CRO

Covance names a new CEO as it adjusts to life with LabCorp

Covance CEO Deborah Keller

Covance, acquired by LabCorp ($LH) for about $6 billion earlier this year, has picked former head of R&D Deborah Keller to take the reins as CEO Joseph Herring retires.

Keller, who has been at the CRO since 1987, most recently served as the executive vice president in charge of Covance's R&D labs, overseeing the company's more than 6,000 researchers across 18 outposts around the world. Herring, who has been Covance's CEO for more than a decade, will step down at the end of July. Taking his spot, Keller will join the LabCorp executive committee and report to CEO David King.

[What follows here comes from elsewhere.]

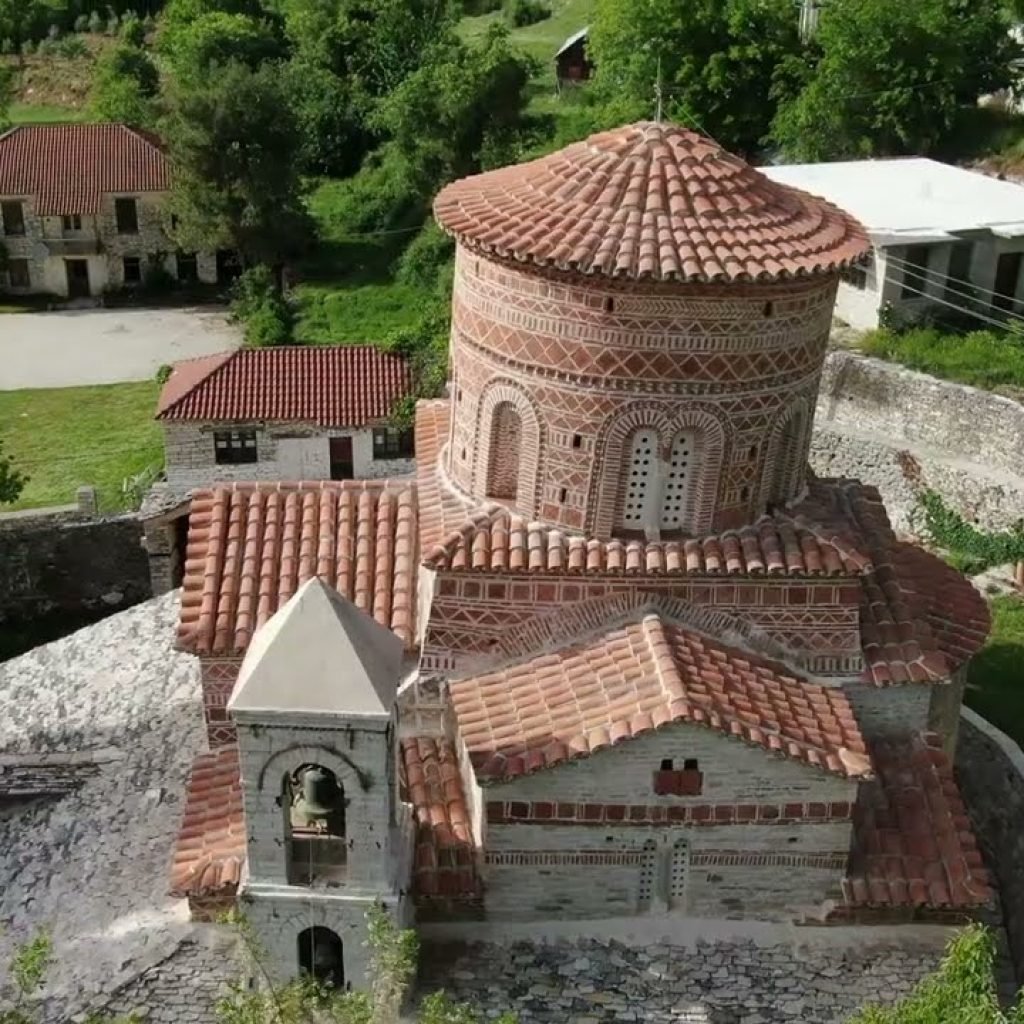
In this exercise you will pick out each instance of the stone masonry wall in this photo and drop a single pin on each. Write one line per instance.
(965, 442)
(285, 452)
(51, 565)
(990, 772)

"Deborah Keller is a talented leader who is well-respected by clients and employees alike, and is the ideal candidate to replace Joe Herring as the next CEO of Covance," King said. "Deb has built Covance's central laboratory and early development services into an industry powerhouse and made exceptional contributions to the growth of Covance during her career."

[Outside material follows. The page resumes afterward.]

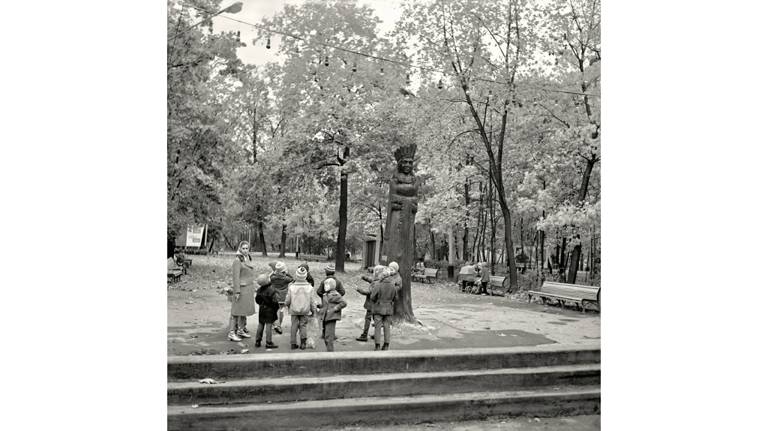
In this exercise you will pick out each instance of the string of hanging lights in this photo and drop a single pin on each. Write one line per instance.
(407, 65)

Meanwhile, Covance is settling into its new identity as part of LabCorp after the pair's merger closed in February. LabCorp, a leader in diagnostic tests, says it's building a company like no other in life sciences, merging its own testing prowess with Covance's share of the drug development market to create an outfit that can support a candidate therapy from its preclinical inception to well past its market debut.

Last quarter, LabCorp posted record revenue, but Covance's sales dipped about 2.7% to $643.7 million, a decline the parent company blamed on unfavorable currency exchange. Net new business came in at $737 million for the CRO, a book-to-bill ratio of 1.15 contributing to a $6.6 billion backlog.